Mergers and acquisitions in Europe’s food sector bounced back last year, boosted by increased activity at the top end of the market, with the total disclosed value of deals up 44% to €10.5bn, compared to €7.3bn in 2004, according to a new report by the consumer products corporate finance team at PricewaterhouseCoopers LLP. The number of deals was also up 11% to 350, compared to 315 in 2004.
Private equity investors continued food sector acquisitions, buying 68 companies last year in deals worth a total of €2bn. This compares with 57, totalling €2.6bn, in 2004. Landmark private equity deals in 2006 included the acquisition of Orangina SA by Blackstone Group and Lion Capital; the disposal of Heinz’s European seafood business to Lehman Brothers Merchant Banking; the sale by BC Partners of Galbani, Italy’s largest cheese maker, to the French dairy group Lactalis, and CapVest’s acquisition of Findus, the Swedish frozen food manufacturer, from EQT Partners. In addition, with a number of deals valued at over €100m awaiting completion at the close of 2005, and with major divestment programmes announced by Unilever, Cadbury Schweppes, Campbell and Heinz, corporate activity in the European food arena looks set to increase further in 2006.

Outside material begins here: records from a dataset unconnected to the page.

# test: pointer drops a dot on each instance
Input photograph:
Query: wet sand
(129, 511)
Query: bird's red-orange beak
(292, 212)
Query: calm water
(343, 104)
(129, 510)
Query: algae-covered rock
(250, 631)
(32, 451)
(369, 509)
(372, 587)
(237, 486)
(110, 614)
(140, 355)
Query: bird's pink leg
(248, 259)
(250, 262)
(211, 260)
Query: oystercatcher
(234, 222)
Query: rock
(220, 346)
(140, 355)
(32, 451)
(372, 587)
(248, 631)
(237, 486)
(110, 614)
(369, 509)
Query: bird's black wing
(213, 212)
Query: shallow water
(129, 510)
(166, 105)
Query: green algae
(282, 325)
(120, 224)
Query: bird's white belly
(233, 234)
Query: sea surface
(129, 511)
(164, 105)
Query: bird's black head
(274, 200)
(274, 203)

Private equity firms exited from 25 food companies last year (compared with 27 in 2004), with realisations of particular interest including the Initial Public Offering of RHM, Montagu Private Equity’s sale of Marlow Foods and the divestment of the Noon Group by Bridgepoint Capital.

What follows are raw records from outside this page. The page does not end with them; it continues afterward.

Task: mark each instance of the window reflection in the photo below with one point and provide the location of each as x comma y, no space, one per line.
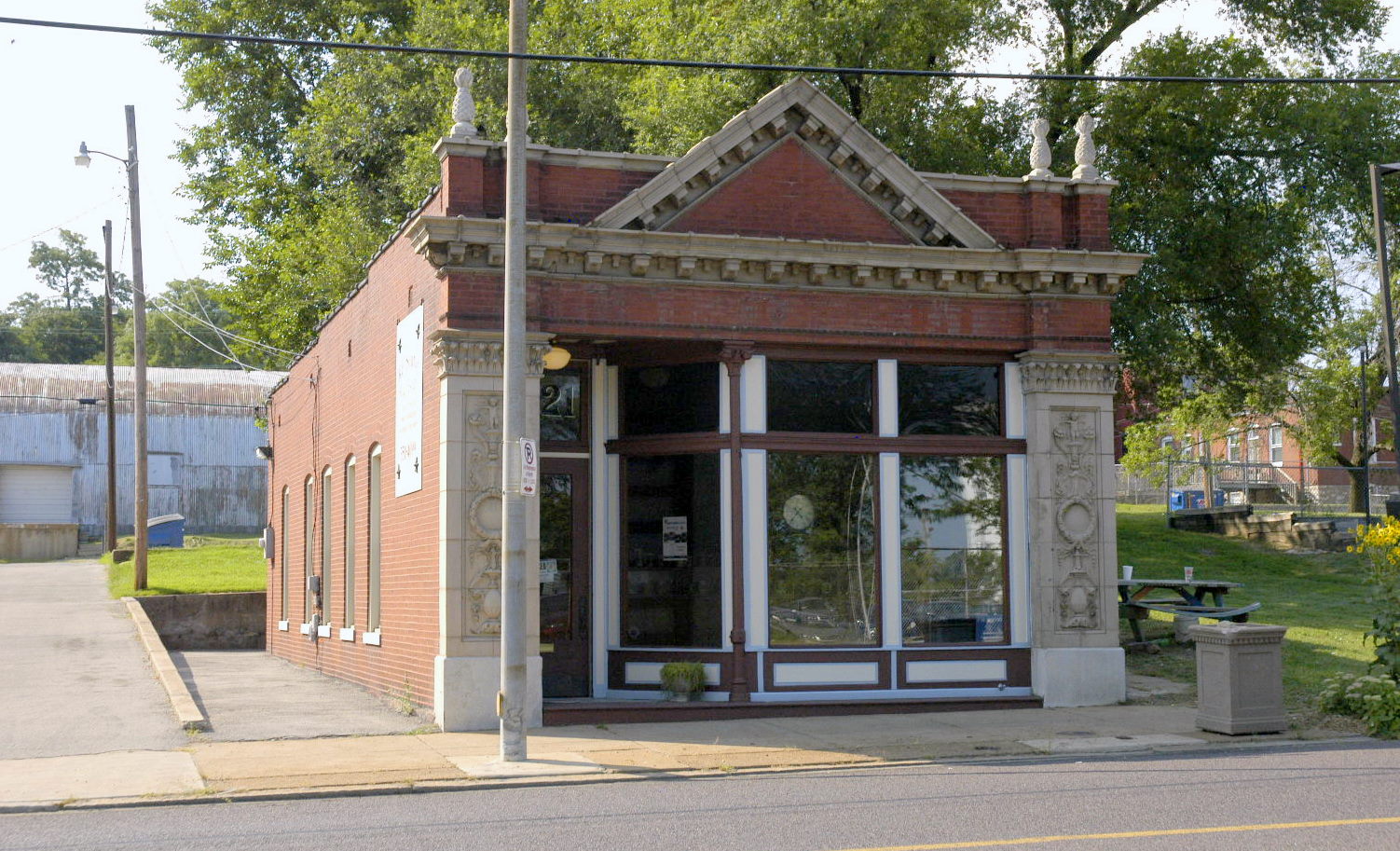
951,549
937,399
822,556
820,396
671,574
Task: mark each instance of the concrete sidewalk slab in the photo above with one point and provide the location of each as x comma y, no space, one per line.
542,766
117,775
253,696
75,680
320,763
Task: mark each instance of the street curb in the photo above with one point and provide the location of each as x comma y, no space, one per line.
633,775
191,717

While the European food sector generally remains attractive to private equity houses, the volume of unquoted investments in the UK by private equity firms declined last year to seven deals from 11 in 2004. This reflects not a reduced appetite by private equity firms, but rather a resurgence in the importance of corporate buyers in the sector: the auction of HP Foods attracted a broad spread of well-qualified trade interest.

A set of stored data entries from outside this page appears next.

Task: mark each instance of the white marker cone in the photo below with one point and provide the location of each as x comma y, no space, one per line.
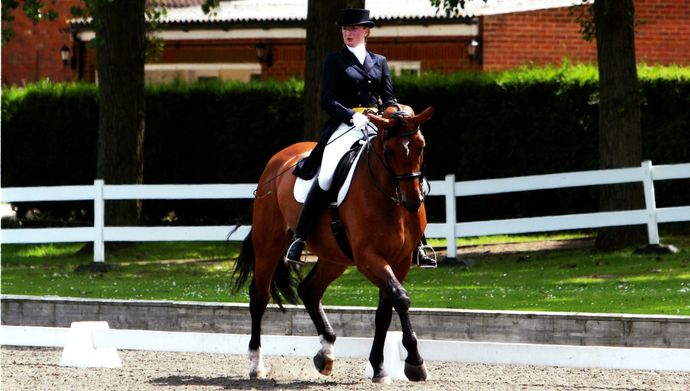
79,350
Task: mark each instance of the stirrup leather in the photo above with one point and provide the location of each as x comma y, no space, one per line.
294,252
424,251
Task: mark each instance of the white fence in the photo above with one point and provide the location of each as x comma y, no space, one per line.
448,188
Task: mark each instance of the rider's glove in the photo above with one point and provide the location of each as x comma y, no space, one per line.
359,120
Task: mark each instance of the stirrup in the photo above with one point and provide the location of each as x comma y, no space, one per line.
425,261
294,254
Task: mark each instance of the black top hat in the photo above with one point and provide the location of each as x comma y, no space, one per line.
354,17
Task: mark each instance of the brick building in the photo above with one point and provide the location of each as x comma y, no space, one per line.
495,35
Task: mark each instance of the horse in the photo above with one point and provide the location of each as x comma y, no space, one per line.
384,218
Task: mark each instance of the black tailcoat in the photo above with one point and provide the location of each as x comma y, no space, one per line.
345,84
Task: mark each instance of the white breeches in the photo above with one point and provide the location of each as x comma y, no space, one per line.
340,142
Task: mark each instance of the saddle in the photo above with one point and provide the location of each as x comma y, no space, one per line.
341,183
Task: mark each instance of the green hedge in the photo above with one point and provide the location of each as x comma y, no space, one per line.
525,122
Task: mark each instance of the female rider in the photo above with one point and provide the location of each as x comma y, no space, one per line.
353,81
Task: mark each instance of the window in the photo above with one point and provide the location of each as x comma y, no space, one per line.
166,73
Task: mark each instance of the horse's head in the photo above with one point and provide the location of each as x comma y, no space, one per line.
402,145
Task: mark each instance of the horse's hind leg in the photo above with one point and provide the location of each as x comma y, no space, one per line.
311,290
382,321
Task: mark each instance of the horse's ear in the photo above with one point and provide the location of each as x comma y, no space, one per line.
380,122
423,116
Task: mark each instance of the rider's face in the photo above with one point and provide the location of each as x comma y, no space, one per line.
354,35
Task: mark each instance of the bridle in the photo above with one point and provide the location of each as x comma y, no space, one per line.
399,116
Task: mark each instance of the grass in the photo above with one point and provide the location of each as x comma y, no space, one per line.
558,280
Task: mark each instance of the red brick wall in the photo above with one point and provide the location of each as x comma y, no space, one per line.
539,37
34,52
663,33
550,36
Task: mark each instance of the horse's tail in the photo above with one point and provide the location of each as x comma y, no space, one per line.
283,284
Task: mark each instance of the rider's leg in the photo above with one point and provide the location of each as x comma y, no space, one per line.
423,260
316,201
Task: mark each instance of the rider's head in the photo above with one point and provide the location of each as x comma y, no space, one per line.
355,25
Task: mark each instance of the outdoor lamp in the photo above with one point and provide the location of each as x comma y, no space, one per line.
474,51
64,55
264,53
472,48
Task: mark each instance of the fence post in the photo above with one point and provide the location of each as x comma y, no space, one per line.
650,202
98,221
451,216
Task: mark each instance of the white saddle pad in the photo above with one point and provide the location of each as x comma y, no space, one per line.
302,186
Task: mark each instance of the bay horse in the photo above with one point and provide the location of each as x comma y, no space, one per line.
384,218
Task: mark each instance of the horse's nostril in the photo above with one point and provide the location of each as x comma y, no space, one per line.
412,206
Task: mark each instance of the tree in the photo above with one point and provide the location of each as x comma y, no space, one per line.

Spain remains the hot target destination for private equity houses. No fewer than 15 Spanish food businesses were bought by private equity houses last year (compared with nine in 2004). Benelux also remained active with nine private equity-related deals (there were 11 in 2004), bolstered by the acquisition by NPM Capital in the Netherlands of Premier Foods’ Dutch canned vegetable business Jonker Fris and Premier Foods BV, as well as Heinz’s Hak brand of preserved vegetables.
While the number of UK deals in the European food sector as a whole increased slightly last year – to 59 from 56 in 2004, Scandinavia saw the most conspicuous rise in deals, with 23 more food sector transactions in 2005, including a run of deals in the rapidly consolidating fish and seafood sector.
Food industry deals in Central and Eastern Europe (CEE) increased from 43 in 2004 to 59 last year, mainly due to 15 taking place in Serbia and Montenegro, where none were recorded in 2004. This activity illustrates the growing stability of these less-developed areas of the CEE region and the quest by Western companies for less expensive sources of labour near the large European Union market.